Mr. Prodi is encouraged by the parties’ “positive spirit” to implement the ceasefire deal, the statement noted. “He calls on the signatories to respect the accord and maintain their commitment to peace which is needed for the people of Mali and for the region.”
The Security Council also welcomed the signing of the agreement, and called on all signatories to fully implement its provisions, with the support of the UN Multidimensional Integrated Stabilization Mission in Mali (MINUSMA), the African-led International Support Mission in Mali (AFISMA), the African Union and the Economic Community of West African States (ECOWAS).

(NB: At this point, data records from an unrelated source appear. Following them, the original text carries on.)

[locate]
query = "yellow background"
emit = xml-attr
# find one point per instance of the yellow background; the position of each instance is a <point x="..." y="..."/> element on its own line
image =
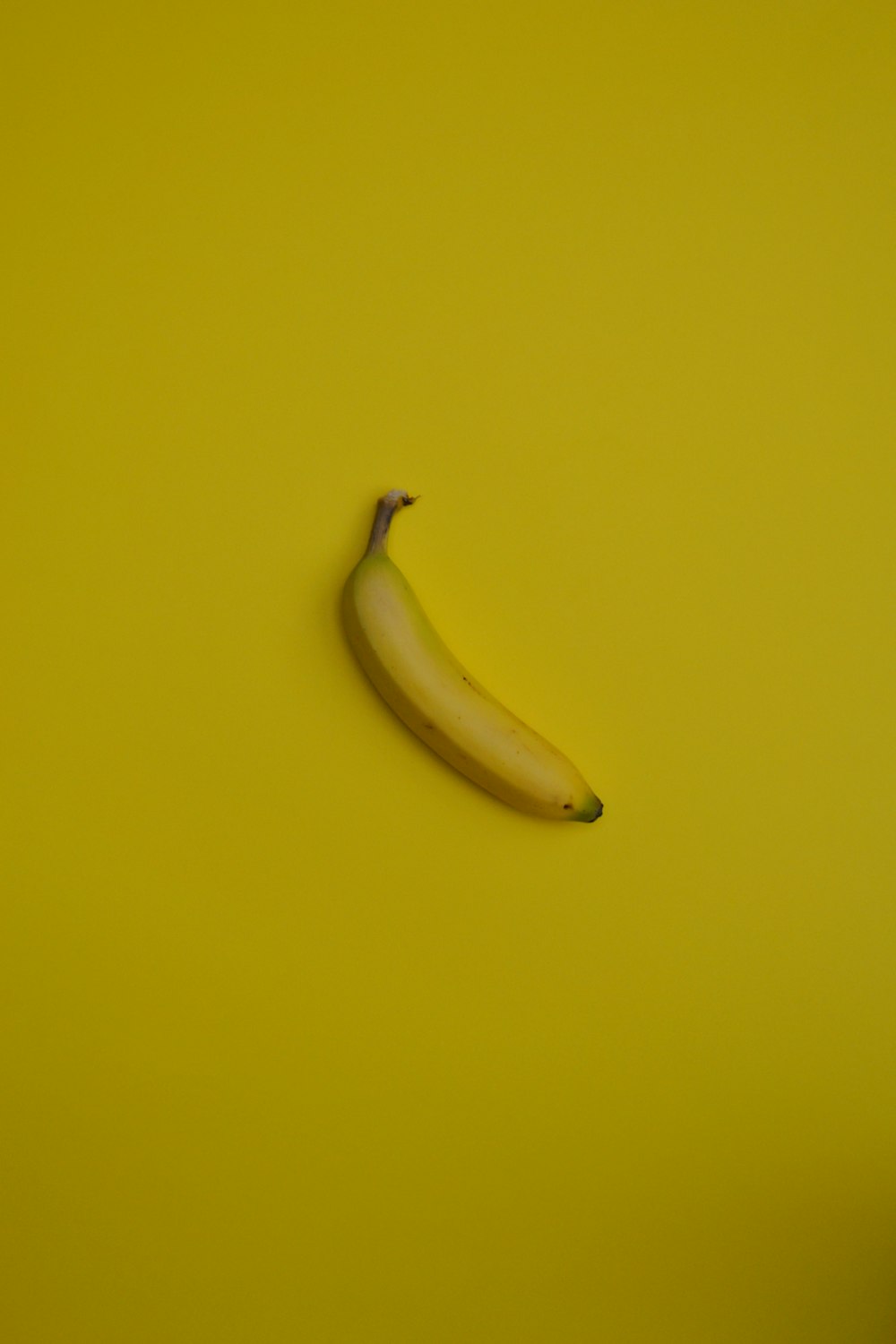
<point x="304" y="1037"/>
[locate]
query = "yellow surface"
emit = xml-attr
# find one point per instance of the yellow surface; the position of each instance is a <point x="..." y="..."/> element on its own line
<point x="306" y="1039"/>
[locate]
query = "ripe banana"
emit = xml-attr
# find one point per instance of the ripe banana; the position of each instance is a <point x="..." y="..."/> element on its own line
<point x="440" y="701"/>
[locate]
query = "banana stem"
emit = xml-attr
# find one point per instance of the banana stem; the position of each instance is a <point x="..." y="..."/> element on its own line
<point x="386" y="511"/>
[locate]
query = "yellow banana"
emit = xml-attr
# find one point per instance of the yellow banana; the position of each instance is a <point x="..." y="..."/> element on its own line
<point x="440" y="701"/>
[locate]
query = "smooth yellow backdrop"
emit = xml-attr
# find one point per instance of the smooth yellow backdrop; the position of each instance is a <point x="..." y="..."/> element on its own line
<point x="306" y="1038"/>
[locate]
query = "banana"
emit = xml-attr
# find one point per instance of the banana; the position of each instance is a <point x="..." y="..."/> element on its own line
<point x="440" y="701"/>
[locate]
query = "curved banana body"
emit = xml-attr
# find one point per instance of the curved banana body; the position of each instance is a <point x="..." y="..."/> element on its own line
<point x="441" y="702"/>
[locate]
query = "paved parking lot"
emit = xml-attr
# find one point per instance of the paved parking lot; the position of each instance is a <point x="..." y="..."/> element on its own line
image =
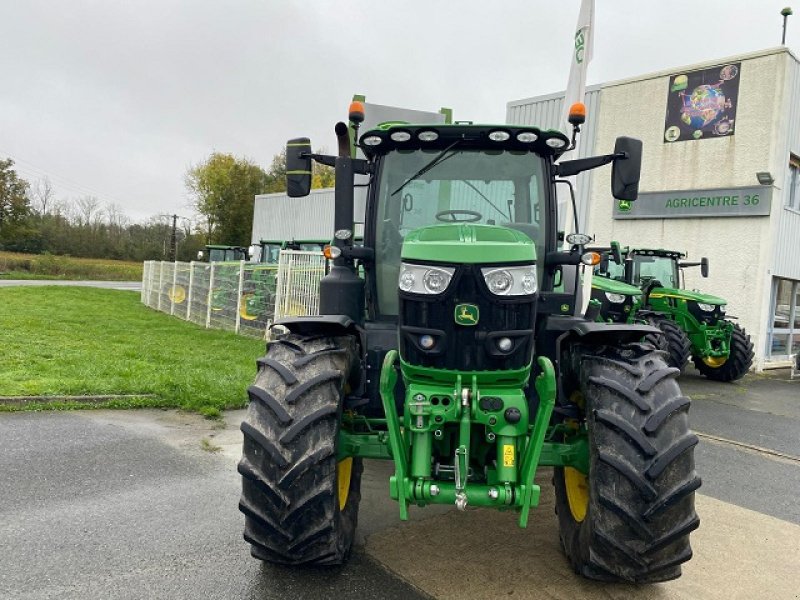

“The members of the Security Council call on those armed groups in northern Mali that are not signatories to the Agreement, and that have cut off all ties with terrorist organizations, to unconditionally commit to all the provisions contained therein,” the 15-member body said in a statement issued to the press.
The accord was welcomed yesterday by Secretary-General Ban Ki-moon and his Special Representative for Mali, Bert Koenders, both of whom were encouraged by the parties’ commitment to national reconciliation and the resolution of differences through dialogue.